Dans la zone euro bousculée par l’inflation depuis 2022, la rapide hausse des taux directeurs brouille la vue des grands investisseurs qui se retrouvent au Simi mais surtout désolvabilise le gros des clients des promoteurs de logements : les particuliers, investisseurs et occupants. Les difficultés de commercialisation entraînent un coup de frein général sur les mises en chantier, qui supposent de la trésorerie... « En France mais aussi en Allemagne et plus largement en Europe du Nord, nous sommes en train de créer un manque de logements qui aura un impact à la hausse sur les prix », analyse Laurent Fléchet.

Au T3, les prix des logements neufs en Ile-de-France ont encore augmenté, mais seulement de +1,3% sur un an, selon la Fédération des promoteurs immobiliers (FPI). Les prix en régions étaient également en hausse (+2,7%).

L’économiste voit des signaux positifs

L’immobilier français dépend aussi de la santé des entreprises d’autres secteurs. Or, malgré le ralentissement économique, celles-ci « présentent plutôt des bilans sains », observe Isabelle Jof-Bazille, directrice des études économiques de Crédit Agricole. En particulier dans « l’énergie, les transports et l’agroalimentaire », dont « les marges se sont bien tenues » entre 2022 et 2023, souligne-t-elle. Autre signal qui peut susciter l’espoir pour 2024 ? « Le rattrapage salarial », annonce-t-elle. Entendez : pour la première fois depuis la pandémie, les salaires progresseront plus vite que l’inflation annuelle (+3,4%, selon la Banque de France).

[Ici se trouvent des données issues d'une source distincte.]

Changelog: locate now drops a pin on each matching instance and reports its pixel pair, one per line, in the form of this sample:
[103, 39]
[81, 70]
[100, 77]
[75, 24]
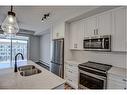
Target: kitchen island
[44, 80]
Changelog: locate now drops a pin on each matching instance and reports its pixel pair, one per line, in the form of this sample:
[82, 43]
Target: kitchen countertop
[73, 62]
[118, 71]
[43, 80]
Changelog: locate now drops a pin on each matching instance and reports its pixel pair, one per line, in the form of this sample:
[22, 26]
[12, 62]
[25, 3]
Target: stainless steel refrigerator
[57, 62]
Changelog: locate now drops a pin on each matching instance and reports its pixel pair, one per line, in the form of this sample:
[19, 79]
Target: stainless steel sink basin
[28, 70]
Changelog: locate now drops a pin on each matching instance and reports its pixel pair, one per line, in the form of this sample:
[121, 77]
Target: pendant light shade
[10, 26]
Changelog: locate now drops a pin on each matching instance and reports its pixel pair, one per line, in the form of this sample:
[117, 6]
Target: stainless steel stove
[93, 75]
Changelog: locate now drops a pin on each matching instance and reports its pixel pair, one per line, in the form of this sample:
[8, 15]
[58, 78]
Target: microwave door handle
[102, 43]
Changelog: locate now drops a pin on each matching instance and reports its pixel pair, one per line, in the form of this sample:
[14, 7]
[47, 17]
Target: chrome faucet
[15, 67]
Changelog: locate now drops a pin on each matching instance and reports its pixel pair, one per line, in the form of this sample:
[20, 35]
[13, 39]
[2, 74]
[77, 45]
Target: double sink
[28, 70]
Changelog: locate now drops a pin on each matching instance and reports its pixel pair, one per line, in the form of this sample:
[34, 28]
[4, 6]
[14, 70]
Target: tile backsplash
[118, 59]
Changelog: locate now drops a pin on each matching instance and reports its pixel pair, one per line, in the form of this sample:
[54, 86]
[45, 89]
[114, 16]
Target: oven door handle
[93, 75]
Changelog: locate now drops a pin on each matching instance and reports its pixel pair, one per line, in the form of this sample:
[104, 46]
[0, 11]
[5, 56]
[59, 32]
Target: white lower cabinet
[71, 74]
[116, 82]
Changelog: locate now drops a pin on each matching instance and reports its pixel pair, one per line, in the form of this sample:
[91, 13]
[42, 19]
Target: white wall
[117, 59]
[33, 47]
[45, 48]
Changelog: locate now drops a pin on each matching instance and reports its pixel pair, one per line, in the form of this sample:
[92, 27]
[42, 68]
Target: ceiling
[29, 17]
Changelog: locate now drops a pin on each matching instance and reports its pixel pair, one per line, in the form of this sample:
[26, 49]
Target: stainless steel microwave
[98, 43]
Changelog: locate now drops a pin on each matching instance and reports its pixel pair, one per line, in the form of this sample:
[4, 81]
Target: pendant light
[10, 26]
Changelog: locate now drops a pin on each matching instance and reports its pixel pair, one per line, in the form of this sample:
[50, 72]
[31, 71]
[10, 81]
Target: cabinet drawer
[113, 84]
[72, 82]
[72, 67]
[117, 78]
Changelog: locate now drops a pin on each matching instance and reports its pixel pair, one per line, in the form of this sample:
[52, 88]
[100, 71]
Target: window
[10, 47]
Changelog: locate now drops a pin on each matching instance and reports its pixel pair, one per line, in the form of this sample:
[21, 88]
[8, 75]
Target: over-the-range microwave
[97, 43]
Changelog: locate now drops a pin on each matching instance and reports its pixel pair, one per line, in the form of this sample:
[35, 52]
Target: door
[57, 69]
[57, 55]
[73, 35]
[104, 24]
[5, 52]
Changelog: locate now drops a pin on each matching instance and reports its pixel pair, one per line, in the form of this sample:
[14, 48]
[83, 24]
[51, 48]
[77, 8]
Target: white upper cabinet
[76, 35]
[112, 22]
[98, 25]
[119, 30]
[104, 24]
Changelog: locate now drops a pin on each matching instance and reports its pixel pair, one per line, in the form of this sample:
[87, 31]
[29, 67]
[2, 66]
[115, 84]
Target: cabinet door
[113, 84]
[119, 30]
[73, 37]
[104, 24]
[91, 25]
[80, 34]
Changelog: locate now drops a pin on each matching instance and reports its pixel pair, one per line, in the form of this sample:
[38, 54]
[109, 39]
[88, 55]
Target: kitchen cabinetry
[76, 35]
[119, 30]
[112, 22]
[117, 79]
[98, 25]
[116, 82]
[58, 30]
[71, 74]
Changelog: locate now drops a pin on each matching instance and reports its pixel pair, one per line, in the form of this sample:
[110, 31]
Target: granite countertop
[72, 62]
[43, 80]
[118, 71]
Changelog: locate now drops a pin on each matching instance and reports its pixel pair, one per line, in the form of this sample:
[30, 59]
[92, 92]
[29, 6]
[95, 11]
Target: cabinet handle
[125, 80]
[76, 45]
[57, 34]
[70, 71]
[94, 31]
[70, 65]
[70, 80]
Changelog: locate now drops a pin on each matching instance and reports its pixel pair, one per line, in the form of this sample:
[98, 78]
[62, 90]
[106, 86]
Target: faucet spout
[15, 66]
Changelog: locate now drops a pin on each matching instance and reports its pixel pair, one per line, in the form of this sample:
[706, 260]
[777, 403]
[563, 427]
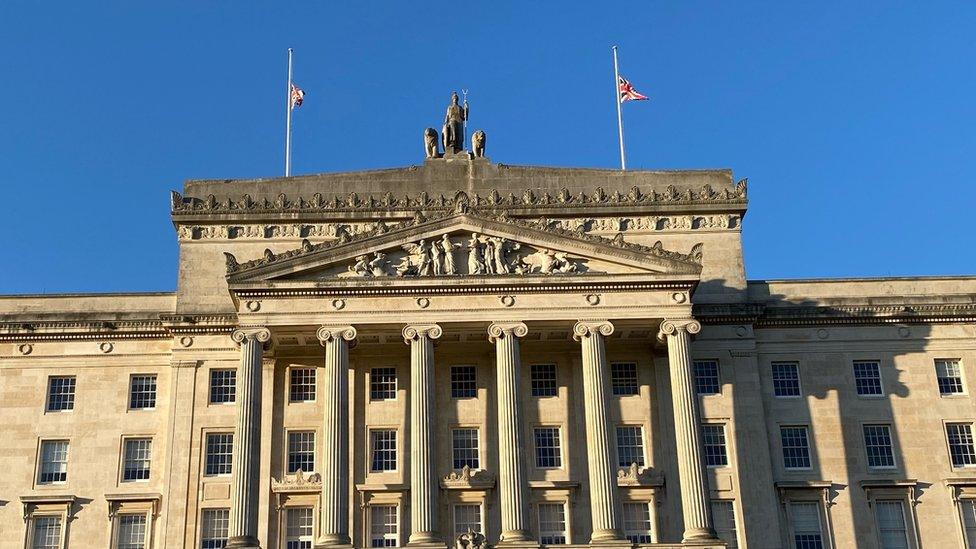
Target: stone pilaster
[242, 531]
[513, 485]
[604, 496]
[334, 523]
[423, 481]
[695, 502]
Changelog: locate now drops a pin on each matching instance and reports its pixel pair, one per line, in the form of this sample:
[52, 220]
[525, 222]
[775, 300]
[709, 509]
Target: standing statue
[453, 131]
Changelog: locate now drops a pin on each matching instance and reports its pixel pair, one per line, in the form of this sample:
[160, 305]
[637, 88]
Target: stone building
[462, 353]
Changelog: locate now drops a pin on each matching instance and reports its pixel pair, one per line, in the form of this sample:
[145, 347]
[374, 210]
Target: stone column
[695, 502]
[423, 482]
[513, 484]
[243, 528]
[604, 496]
[334, 524]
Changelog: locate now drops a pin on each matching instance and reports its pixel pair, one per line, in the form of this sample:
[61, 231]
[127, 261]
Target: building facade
[466, 353]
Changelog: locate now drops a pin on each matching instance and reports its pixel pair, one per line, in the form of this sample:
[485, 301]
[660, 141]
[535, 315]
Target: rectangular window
[301, 385]
[382, 384]
[961, 447]
[723, 515]
[465, 444]
[467, 518]
[298, 528]
[548, 453]
[806, 525]
[54, 462]
[463, 382]
[796, 447]
[630, 445]
[949, 375]
[706, 377]
[867, 378]
[301, 451]
[223, 386]
[214, 528]
[46, 533]
[637, 522]
[137, 453]
[543, 380]
[132, 532]
[552, 524]
[142, 392]
[713, 443]
[60, 393]
[220, 454]
[623, 378]
[383, 526]
[382, 445]
[877, 442]
[786, 379]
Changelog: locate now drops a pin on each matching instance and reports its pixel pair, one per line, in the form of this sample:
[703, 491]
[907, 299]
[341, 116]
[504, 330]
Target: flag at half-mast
[297, 96]
[627, 91]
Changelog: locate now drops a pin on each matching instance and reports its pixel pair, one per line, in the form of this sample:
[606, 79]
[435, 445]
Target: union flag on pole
[297, 96]
[627, 91]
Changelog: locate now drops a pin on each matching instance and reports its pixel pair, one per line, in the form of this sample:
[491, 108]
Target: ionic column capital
[413, 332]
[587, 328]
[501, 330]
[335, 332]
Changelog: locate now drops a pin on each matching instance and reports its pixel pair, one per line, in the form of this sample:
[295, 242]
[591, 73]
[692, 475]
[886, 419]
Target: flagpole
[620, 118]
[288, 119]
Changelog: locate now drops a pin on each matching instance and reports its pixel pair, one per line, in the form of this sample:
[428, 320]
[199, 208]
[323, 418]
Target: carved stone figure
[478, 143]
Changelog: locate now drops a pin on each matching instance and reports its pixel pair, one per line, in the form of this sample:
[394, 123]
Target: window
[623, 378]
[463, 382]
[467, 518]
[54, 462]
[137, 455]
[543, 380]
[466, 448]
[637, 522]
[132, 532]
[961, 448]
[949, 374]
[630, 445]
[547, 448]
[60, 393]
[220, 453]
[713, 442]
[706, 377]
[806, 525]
[142, 392]
[301, 385]
[46, 533]
[786, 379]
[383, 526]
[383, 448]
[796, 447]
[214, 529]
[877, 442]
[552, 524]
[723, 515]
[223, 386]
[382, 384]
[298, 528]
[301, 451]
[867, 378]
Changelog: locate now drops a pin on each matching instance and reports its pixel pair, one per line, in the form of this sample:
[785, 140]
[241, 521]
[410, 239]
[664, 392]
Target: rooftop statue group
[452, 134]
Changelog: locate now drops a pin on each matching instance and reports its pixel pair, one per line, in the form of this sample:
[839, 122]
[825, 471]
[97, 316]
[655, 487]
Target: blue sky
[854, 121]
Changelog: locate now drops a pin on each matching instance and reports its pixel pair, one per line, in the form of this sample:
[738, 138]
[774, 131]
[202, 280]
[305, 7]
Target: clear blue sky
[854, 121]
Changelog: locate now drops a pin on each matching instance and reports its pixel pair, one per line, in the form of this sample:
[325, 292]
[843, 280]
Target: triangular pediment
[462, 245]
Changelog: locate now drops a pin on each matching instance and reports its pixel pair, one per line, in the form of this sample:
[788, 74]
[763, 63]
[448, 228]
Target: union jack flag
[627, 91]
[297, 96]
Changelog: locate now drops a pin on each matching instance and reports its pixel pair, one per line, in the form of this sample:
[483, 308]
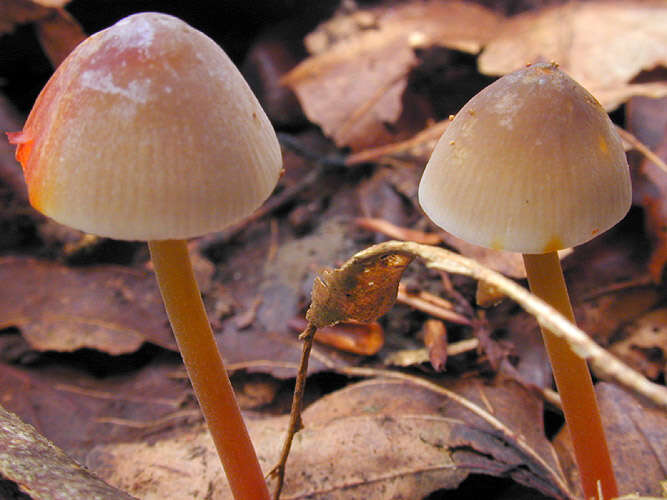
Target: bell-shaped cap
[531, 164]
[148, 131]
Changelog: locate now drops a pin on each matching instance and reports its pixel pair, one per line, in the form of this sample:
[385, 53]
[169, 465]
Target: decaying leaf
[654, 200]
[109, 308]
[361, 290]
[354, 86]
[636, 433]
[602, 45]
[43, 471]
[373, 440]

Cet inespéré gain de pouvoir d’achat devrait se traduire par une croissance de +1% en 2024, après +0,9% en 2023 et +2,5% en 2022, selon l’économiste. Pourquoi si peu ? « Le marché de l’emploi commence à se refroidir, relève Isabelle Jof-Bazille. Une légère hausse du taux de chômage devrait freiner la reprise de la consommation, que nous espérons tous. »

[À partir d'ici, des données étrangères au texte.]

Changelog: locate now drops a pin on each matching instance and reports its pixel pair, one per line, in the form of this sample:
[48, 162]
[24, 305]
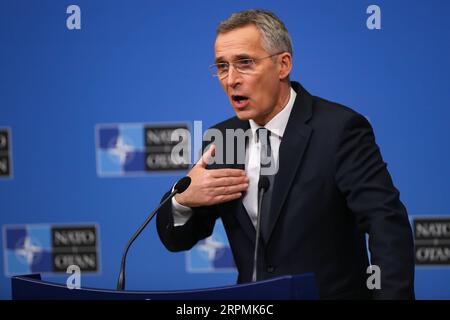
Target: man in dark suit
[330, 188]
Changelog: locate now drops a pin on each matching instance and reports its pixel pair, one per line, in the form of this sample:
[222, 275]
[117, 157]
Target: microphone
[263, 186]
[180, 187]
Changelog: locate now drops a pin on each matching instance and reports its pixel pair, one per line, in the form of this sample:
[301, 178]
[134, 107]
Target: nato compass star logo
[27, 249]
[131, 149]
[212, 254]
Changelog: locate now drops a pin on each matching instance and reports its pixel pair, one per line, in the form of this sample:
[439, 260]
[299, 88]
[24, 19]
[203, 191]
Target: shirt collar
[277, 124]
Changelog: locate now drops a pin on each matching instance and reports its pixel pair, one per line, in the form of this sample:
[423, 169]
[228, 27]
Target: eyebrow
[237, 57]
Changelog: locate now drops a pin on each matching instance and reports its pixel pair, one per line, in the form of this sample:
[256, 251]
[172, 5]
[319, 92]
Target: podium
[295, 287]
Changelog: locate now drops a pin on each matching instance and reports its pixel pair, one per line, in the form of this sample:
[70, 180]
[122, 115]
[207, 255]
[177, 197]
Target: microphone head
[263, 183]
[182, 184]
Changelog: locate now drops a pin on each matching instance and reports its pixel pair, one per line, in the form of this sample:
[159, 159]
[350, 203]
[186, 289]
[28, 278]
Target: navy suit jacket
[331, 190]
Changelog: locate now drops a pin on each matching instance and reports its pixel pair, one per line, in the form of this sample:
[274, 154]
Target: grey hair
[275, 36]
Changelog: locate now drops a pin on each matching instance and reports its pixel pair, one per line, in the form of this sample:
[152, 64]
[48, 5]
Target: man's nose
[234, 77]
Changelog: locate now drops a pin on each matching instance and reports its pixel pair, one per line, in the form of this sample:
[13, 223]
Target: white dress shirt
[276, 126]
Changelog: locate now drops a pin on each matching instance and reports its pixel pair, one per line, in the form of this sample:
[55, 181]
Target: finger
[228, 181]
[229, 189]
[220, 173]
[226, 198]
[207, 156]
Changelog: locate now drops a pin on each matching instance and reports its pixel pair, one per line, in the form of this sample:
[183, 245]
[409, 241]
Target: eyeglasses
[245, 66]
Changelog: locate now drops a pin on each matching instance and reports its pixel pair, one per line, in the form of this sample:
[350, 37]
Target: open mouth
[240, 101]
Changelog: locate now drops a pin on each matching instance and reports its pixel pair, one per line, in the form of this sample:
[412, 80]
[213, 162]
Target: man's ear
[285, 60]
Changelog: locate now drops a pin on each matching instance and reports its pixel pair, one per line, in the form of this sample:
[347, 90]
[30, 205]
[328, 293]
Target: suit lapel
[292, 148]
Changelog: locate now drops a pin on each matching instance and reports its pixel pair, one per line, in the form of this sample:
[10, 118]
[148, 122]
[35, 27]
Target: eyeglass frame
[254, 60]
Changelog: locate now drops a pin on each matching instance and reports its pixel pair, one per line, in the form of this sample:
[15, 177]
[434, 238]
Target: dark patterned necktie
[266, 169]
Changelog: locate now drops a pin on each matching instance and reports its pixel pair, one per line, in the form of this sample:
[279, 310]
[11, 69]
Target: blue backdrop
[147, 62]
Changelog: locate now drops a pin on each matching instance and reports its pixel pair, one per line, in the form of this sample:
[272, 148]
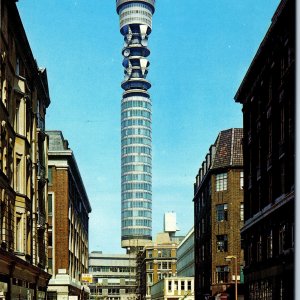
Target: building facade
[218, 209]
[156, 261]
[267, 94]
[68, 218]
[175, 288]
[186, 256]
[136, 158]
[24, 98]
[114, 276]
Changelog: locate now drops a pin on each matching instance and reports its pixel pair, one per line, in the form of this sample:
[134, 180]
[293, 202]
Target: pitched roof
[229, 150]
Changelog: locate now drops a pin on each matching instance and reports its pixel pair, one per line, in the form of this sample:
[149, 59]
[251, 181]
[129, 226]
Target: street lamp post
[229, 258]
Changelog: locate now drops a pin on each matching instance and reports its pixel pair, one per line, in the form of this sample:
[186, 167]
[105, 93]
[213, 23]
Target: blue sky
[200, 51]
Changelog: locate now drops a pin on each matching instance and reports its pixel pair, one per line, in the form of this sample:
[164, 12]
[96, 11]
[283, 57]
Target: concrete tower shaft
[136, 109]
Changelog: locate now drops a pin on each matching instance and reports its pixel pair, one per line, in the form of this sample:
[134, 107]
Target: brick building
[267, 93]
[218, 211]
[68, 211]
[114, 276]
[173, 288]
[24, 98]
[156, 261]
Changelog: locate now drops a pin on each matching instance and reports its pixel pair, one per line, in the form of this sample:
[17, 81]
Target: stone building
[114, 276]
[267, 94]
[156, 261]
[186, 255]
[68, 218]
[173, 288]
[218, 209]
[24, 98]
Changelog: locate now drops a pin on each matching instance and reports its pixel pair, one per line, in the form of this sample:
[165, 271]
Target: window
[50, 204]
[222, 274]
[270, 138]
[282, 233]
[202, 225]
[165, 265]
[222, 243]
[259, 249]
[282, 124]
[221, 182]
[241, 180]
[50, 241]
[52, 295]
[18, 175]
[19, 233]
[242, 211]
[221, 211]
[50, 175]
[17, 116]
[270, 245]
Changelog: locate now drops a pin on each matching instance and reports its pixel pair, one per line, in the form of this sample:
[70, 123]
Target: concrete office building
[156, 261]
[114, 276]
[267, 94]
[24, 98]
[186, 256]
[68, 218]
[174, 288]
[136, 171]
[218, 209]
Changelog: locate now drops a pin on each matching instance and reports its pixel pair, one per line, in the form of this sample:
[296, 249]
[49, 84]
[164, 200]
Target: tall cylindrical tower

Au final, la France sera peu attractive

Le tableau dressé lors de ce débat ne donnera pas envie aux institutionnels étrangers de revenir. Sur le logement actuellement très peu rémunérateur, ces derniers « veulent des retours à deux chiffres », illustre Guilain Decrop. Et les produits de niche très prisés comme les data centers ou les bâtiments dédiés à la recherche ? « Ils sont si peu nombreux que les acteurs de l’investissement, quel que soit leur stratégie de diversification, demeureront insatisfaits », conclut Laurent Fléchet.